Department of Animal and Dairy Science, University of Georgia, Athens 30602

Corresponding author:
I. Misztal; e-mail:
ignacy{at}uga.edu.

	ABSTRACT

TOP ABSTRACT INTRODUCTION MATERIALS AND METHODS RESULTS AND DISCUSSION CONCLUSIONS ACKNOWLEDGEMENTS REFERENCES

 
The genetic component in heat tolerance for nonreturn rate in Holsteins was estimated using an animal linear model augmented by a random regression on a temperature-humidity index (THI). Data consisted of 18,059 nonreturn rates at 45, 60, and 90 d after insemination and 81,674 first-parity test-day milk yields from 78 herds in Florida. The THI on the day of insemination or test day was added to each record. Only first-insemination records were used.
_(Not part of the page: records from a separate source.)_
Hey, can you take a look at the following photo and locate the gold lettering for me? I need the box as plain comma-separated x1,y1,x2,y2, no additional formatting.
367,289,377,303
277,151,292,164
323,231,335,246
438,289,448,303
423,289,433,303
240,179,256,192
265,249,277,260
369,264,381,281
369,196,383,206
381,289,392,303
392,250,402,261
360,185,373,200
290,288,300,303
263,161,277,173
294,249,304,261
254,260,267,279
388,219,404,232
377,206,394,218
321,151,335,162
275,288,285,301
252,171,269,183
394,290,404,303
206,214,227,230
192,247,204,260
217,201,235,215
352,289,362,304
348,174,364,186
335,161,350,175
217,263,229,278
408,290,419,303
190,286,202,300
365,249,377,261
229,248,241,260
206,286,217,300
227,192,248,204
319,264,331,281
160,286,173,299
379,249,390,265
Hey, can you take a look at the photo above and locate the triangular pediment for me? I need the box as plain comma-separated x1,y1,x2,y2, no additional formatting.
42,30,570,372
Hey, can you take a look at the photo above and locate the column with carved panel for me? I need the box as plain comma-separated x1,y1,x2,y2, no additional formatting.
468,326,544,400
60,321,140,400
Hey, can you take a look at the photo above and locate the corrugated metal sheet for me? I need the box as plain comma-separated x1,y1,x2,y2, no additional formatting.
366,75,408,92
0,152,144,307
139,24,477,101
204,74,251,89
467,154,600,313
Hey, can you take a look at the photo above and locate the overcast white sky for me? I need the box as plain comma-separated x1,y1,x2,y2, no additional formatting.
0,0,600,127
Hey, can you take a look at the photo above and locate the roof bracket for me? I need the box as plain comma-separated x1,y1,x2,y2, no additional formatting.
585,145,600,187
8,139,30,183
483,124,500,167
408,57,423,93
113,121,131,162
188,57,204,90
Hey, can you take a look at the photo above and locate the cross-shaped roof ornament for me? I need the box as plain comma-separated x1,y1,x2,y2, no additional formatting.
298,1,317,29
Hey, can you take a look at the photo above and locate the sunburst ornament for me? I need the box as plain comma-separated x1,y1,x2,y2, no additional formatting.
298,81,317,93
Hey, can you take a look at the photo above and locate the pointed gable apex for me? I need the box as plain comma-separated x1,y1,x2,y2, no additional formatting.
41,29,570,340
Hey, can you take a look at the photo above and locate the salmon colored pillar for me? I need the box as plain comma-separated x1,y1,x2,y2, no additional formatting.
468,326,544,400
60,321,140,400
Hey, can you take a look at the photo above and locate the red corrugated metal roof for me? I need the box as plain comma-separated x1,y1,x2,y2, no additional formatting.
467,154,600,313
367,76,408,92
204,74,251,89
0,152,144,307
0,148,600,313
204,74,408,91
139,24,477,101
The model for nonreturn rate included the effects of herd-year-season, age, days in milk, milk yield, THI as a covariable, regular additive effect, and random regression on THI for heat-tolerance additive effect. With a single-trait model, heritability estimates for NR45, NR60, and NR90 at THI = 70 for first-lactation cows were 0.006, 0.014, and 0.053, respectively. Genetic correlation between regular NR90 and heat tolerance was –0.95. A bivariate analysis for NR90 and test-day milk production yielded a correlation between regular merit and heat tolerance for NR90 of –0.35, substantially lower than by the univariate model, indicating a bias in the univariate estimates caused by ignored selection. The regular genetic correlation between NR90 and milk yield was –0.41. Genetic correlation between heat tolerance for NR90 and heat tolerance for milk yield was –0.04, indicating the need to separate selection.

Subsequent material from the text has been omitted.